Cuando el Amor se Quiebra: La Noche que Me Mandaron de Vuelta a Casa de Mis Padres
—¿Otra vez, Mariana? ¿No puedes callarla un momento? —La voz de Julián, mi esposo, retumbó en la penumbra de nuestro pequeño departamento en Ciudad de México. Eran las tres de la mañana y la bebé, Camila, llevaba horas llorando sin consuelo. Yo la acunaba, caminando de un lado a otro, con los ojos hinchados de tanto llorar y de no dormir.
—No puedo, Julián. Ya intenté todo… —le respondí, sintiendo cómo mi garganta se cerraba. El cansancio me hacía tambalear. Camila tenía apenas dos semanas y el pediatra había dicho que era cólico, que pasaría, pero cada noche era una eternidad.
Julián se levantó de la cama, furioso. —¡No puedo más! ¡Necesito dormir! Mañana tengo que ir a la oficina y tú… tú solo estás aquí todo el día. ¿Por qué no te vas a casa de tus papás unos días? Así descansas tú y yo también.
Me quedé helada.
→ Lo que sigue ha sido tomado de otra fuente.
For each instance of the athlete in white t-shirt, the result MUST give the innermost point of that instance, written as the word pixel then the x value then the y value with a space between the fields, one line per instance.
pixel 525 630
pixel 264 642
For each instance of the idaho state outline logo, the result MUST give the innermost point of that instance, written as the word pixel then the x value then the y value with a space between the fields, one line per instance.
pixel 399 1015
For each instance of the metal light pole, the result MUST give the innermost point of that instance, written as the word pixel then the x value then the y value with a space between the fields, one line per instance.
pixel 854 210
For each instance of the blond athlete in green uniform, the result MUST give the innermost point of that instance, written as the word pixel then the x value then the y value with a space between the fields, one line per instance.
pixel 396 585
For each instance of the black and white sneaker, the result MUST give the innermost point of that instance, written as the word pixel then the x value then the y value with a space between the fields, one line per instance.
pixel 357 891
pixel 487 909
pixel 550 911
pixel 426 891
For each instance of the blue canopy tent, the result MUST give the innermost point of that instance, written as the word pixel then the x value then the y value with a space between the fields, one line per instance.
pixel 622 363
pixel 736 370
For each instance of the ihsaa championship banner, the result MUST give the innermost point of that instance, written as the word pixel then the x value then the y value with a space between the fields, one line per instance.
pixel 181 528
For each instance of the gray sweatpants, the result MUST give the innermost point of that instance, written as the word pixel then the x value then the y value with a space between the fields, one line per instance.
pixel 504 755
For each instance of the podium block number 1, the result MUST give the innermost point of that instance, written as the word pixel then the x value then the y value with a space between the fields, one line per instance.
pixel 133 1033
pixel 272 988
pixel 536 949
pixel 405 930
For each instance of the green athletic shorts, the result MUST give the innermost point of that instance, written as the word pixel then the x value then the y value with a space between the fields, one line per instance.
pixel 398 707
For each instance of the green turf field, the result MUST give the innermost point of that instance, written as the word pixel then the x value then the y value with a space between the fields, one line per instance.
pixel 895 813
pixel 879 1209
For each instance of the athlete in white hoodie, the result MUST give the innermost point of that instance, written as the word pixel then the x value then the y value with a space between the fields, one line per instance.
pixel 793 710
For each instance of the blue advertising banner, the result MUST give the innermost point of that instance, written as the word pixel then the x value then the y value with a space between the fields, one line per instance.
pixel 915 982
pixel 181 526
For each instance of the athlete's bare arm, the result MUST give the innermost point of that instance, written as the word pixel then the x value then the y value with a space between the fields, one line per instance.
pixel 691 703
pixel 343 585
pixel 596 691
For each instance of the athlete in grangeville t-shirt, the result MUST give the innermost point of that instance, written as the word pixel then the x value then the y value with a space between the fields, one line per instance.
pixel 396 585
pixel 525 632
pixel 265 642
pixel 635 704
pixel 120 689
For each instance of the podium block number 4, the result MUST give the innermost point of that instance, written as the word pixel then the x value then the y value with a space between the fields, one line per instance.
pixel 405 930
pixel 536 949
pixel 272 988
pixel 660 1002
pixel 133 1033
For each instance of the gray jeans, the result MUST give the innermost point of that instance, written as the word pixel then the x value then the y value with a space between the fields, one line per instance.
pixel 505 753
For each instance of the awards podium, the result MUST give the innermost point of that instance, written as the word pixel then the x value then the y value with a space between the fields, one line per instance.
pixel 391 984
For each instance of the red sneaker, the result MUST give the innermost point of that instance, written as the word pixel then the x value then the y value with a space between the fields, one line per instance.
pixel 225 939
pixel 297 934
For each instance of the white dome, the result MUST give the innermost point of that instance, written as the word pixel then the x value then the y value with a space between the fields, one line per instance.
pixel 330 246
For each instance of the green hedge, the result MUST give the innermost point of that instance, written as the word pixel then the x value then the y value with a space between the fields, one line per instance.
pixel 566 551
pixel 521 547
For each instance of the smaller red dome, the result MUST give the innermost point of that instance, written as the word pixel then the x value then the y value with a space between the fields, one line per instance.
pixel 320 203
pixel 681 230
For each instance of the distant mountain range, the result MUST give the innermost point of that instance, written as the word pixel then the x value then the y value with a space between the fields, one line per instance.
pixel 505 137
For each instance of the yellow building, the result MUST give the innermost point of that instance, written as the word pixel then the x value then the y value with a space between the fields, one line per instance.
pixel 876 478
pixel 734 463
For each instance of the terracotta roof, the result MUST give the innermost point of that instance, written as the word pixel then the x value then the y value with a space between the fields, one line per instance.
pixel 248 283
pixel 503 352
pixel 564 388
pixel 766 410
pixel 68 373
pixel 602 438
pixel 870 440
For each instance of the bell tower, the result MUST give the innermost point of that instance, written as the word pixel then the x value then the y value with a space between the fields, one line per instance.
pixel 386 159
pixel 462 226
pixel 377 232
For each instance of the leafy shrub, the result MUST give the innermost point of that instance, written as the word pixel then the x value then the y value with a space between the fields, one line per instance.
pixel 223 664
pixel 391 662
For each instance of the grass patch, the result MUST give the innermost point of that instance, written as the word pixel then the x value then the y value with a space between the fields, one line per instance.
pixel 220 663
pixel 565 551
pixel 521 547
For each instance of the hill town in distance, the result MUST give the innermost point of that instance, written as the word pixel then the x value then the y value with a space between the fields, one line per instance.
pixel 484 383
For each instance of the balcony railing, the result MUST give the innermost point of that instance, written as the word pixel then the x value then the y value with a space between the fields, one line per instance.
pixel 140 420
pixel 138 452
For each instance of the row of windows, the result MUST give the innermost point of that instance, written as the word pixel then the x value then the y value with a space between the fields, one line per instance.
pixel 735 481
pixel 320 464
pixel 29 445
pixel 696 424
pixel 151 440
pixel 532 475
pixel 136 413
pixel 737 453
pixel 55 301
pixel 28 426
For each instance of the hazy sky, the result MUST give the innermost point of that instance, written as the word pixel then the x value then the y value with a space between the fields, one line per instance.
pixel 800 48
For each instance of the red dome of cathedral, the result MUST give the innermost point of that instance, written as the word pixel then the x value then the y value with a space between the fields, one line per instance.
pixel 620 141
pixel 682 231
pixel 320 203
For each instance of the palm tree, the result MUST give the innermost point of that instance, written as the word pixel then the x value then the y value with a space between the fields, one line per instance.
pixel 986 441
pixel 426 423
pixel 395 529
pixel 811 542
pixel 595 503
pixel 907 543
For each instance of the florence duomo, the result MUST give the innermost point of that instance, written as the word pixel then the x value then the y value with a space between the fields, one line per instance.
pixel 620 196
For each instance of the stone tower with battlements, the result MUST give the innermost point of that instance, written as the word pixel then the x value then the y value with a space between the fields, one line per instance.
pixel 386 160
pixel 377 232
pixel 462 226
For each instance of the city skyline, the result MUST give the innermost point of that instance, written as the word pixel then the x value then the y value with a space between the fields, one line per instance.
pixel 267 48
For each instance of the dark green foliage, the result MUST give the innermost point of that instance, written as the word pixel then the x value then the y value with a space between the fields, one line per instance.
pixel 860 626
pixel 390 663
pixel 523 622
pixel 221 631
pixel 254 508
Sentí que me arrancaban el corazón. ¿Acaso no éramos un equipo? ¿No habíamos soñado juntos con esta familia? Pero él ya había tomado su decisión. Me ayudó a empacar unas cosas, casi sin mirarme. Yo, con Camila en brazos, salí al amanecer rumbo a la casa de mis padres en Iztapalapa.
El trayecto en taxi fue un suplicio. Camila lloraba y yo también. Miraba por la ventana, viendo cómo la ciudad despertaba, y me preguntaba en qué momento mi vida se había vuelto esto: una sucesión de noches en vela, discusiones y soledad. Recordé cuando Julián y yo éramos novios, cuando bailábamos cumbia en las fiestas familiares y soñábamos con una casa llena de hijos. Ahora, ni siquiera podía contar con él para sostenerme en el momento más difícil.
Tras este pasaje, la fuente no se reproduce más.